By Webteam - 21st September 2019 6:01am
Vive La Republique!
The French Revolution was a period of far-reaching social and political upheaval in France and its colonies beginning in 1789. The Revolution overthrew the monarchy, established a republic, catalyzed violent periods of political turmoil, and finally culminated in a dictatorship under Napoleon who brought many of its principles to areas he conquered in Western Europe and beyond. Inspired by liberal and radical ideas, the Revolution profoundly altered the course of modern history, triggering the global decline of absolute monarchies while replacing them with republics and liberal democracies. Through the Revolutionary Wars, it unleashed a wave of global conflicts that extended from the Caribbean to the Middle East.

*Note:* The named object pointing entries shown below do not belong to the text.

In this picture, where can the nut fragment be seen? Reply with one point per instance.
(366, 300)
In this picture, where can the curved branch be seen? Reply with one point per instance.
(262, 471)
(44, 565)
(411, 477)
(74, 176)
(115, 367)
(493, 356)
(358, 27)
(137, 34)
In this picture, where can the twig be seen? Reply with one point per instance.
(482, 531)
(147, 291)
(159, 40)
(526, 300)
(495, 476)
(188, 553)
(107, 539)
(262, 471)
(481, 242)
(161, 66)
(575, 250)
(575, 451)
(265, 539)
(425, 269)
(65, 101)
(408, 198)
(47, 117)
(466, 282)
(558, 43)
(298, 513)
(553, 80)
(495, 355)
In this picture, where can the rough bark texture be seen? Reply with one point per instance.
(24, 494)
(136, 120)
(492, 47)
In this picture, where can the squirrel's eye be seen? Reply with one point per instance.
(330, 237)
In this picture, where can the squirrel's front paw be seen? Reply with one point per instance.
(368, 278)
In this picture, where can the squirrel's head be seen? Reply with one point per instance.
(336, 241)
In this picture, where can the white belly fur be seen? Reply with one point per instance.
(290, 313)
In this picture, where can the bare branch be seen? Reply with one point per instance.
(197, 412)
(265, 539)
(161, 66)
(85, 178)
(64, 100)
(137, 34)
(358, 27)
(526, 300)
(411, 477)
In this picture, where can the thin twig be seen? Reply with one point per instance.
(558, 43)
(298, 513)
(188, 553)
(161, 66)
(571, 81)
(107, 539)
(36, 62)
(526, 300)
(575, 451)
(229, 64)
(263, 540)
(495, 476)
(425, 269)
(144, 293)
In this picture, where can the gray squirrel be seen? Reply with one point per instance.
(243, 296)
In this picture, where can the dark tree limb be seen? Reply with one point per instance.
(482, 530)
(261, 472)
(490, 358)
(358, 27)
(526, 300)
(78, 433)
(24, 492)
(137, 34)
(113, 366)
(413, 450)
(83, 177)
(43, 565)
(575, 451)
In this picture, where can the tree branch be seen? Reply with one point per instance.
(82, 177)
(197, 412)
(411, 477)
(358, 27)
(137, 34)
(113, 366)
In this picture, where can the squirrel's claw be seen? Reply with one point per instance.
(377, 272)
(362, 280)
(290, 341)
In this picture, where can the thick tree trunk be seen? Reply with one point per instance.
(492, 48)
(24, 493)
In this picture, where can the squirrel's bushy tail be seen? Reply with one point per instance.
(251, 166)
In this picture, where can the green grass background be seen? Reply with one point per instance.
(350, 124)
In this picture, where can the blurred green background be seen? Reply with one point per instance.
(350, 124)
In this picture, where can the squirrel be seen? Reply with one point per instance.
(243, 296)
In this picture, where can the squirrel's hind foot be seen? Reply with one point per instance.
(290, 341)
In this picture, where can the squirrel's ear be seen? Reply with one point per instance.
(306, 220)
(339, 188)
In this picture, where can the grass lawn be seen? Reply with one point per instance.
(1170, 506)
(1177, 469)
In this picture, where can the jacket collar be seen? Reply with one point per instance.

Late in August 1792, elections were held, now under male universal suffrage, for the new National Convention, which replaced the Legislative Assembly on 20 September 1792. From the start the Convention suffered from the bitter division between a group around Robespierre, Danton and Marat, referred to as 'Montagnards' or 'Jacobins' or the 'left', and a group referred to as 'Girondins' or the 'right'. But the majority of the representatives, referred to as 'la Plaine', were member of neither of those two antagonistic groups and managed to preserve some speed in the Convention's debates.
Immediately on 21 September 1792 the Convention abolished the monarchy, making France the French First Republic. A new French Republican Calendar was introduced to replace the Christian Gregorian calendar, renaming the year 1792 as year 1 of the Republic
External threats closely shaped the course of the Revolution. The Revolutionary Wars beginning in 1792 ultimately featured French victories that facilitated the conquest of the Italian Peninsula, the Low Countries and most territories west of the Rhine — achievements that had eluded previous French governments for centuries. Internally, popular agitation radicalised the Revolution significantly, culminating in the rise of Maximilien Robespierre and the Jacobins. The dictatorship imposed by the Committee of Public Safety during the Reign of Terror, from 1793 until 1794, established price controls on food and other items, abolished slavery in French colonies abroad, de-established the Catholic church (dechristianised society) and created a secular Republican calendar, religious leaders were expelled, and the borders of the new republic were secured from its enemies.
The modern era has unfolded in the shadow of the French Revolution. Almost all future revolutionary movements looked back to the Revolution as their predecessor. Its central phrases and cultural symbols, such as La Marseillaise and Liberté, fraternité, égalité, ou la mort, became the clarion call for other major upheavals in modern history, including the Russian Revolution over a century later.
The values and institutions of the Revolution dominate French politics to this day. The Revolution resulted in the suppression of the feudal system, emancipation of the individual, a greater division of landed property, abolition of the privileges of noble birth, and nominal establishment of equality among men. The French Revolution differed from other revolutions in being not only national, for it intended to benefit all humanity.
Globally, the Revolution accelerated the rise of republics and democracies. It became the focal point for the development of most modern political ideologies, leading to the spread of liberalism, radicalism, nationalism, and secularism, among many others. The Revolution also witnessed the birth of total war by organising the resources of France and the lives of its citizens towards the objective of national defence. Some of its central documents, such as the Declaration of the Rights of Man and of the Citizen, continued to inspire movements for abolitionism and universal suffrage in the next century.